Na legislação baiana, direitos para os afrodescendentes estão organizados em seção específica

Publicado sábado, 17 de setembro de 2022 às 05:00 h | Autor: Cleidiana Ramos*
Sodré foi o interlocutor entre os segmentos
Sodré foi o interlocutor entre os segmentos -

Após 21 anos de ditadura militar foi necessária uma nova Constituição para o Brasil de forma a garantir direitos e evitar, como possível, a vigência de uma estrutura de estado violenta contra o povo brasileiro. A Constituição Federal de 1988 é considerada, mesmo com algumas críticas, a mais avançada que se conseguiu fazer no país, inclusive reconhecendo a necessidade de combater o racismo. Na constituição brasileira foram estabelecidos diversos direitos para a população negra, mas de uma forma difusa e distribuídos por seções diferentes. Já a Constituição da Bahia, promulgada em 5 de outubro de 1989 foi mais além, com a seção denominada “Do Negro”. A cerimônia de promulgação da constituição baiana ocorreu em 5 de outubro de 1989, um ano após a solenidade de oficialização da federal.   

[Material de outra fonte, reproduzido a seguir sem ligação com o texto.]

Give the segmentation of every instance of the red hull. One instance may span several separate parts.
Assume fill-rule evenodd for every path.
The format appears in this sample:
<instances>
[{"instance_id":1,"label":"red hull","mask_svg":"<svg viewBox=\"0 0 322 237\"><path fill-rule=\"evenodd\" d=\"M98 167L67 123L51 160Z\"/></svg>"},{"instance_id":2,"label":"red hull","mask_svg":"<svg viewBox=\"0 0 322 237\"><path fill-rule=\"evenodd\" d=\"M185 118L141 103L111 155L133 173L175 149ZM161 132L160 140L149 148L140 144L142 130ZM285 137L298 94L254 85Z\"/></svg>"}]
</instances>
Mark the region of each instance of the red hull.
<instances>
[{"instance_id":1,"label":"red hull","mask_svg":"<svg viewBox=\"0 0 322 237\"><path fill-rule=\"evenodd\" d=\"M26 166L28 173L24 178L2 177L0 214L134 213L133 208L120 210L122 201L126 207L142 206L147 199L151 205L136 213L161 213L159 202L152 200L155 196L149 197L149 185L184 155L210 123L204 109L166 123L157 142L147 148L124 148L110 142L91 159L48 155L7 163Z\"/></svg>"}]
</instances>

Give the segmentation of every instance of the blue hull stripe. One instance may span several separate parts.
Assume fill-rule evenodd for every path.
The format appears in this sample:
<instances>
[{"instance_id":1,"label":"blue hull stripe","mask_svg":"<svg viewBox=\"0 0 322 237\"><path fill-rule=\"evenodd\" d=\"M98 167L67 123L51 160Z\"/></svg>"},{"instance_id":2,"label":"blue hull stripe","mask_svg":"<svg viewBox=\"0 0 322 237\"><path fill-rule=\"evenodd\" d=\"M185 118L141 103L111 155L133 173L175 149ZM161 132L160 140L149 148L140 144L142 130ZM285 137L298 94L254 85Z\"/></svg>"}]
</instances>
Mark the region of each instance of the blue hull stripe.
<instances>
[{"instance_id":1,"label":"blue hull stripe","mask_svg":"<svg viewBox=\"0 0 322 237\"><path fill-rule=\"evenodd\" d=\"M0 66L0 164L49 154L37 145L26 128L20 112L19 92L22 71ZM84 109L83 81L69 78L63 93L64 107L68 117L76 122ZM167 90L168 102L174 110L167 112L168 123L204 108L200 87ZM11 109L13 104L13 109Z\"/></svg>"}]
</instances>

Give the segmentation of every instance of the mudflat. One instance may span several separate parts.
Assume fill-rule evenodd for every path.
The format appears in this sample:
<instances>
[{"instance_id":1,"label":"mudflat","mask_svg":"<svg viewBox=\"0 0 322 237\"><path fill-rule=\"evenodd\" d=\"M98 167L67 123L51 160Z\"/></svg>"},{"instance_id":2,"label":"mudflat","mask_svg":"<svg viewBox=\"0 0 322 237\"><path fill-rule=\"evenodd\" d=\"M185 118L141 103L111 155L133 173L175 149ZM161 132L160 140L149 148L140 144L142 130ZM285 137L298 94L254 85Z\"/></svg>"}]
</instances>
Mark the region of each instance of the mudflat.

"Diferente dos procedimentos passados — porque entendemos que a Constituição não deva ser, como, de resto, qualquer lei, um pacto das oligarquias ou o conluio entre as classes dominantes —, buscamos fazer a nova Constituição de baixo para cima, com a participação efetiva dos diversos segmentos da sociedade civil. Foi assim que o presidente da Assembleia Legislativa Constituinte, deputado Coriolano Sales, resumiu ontem, em seu discurso no final da solenidade de promulgação da nova Constituição do estado, a diferença marcante entre aquela Carta e as constituições que a antecederam”. (A TARDE, 6/10/1989, p.10). 

Um ano antes, os movimentos negros, que não podiam se manifestar de forma direta sobre a questão racial durante a ditadura militar, fizeram uma extensa campanha denunciando o quanto de esvaziada das ações concretas teve a abolição da escravidão. “A campanha se chamava 100 anos Sem Abolição e reuniu vários dos grupos de luta, como o Movimento Negro Unificado (MNU)”, conta Samuel Vida, ogã de Xangô do Terreiro do Cobre, professor da Universidade Federal da Bahia (Ufba) e coordenador do Programa Direitos e Relações Raciais, que funciona na universidade.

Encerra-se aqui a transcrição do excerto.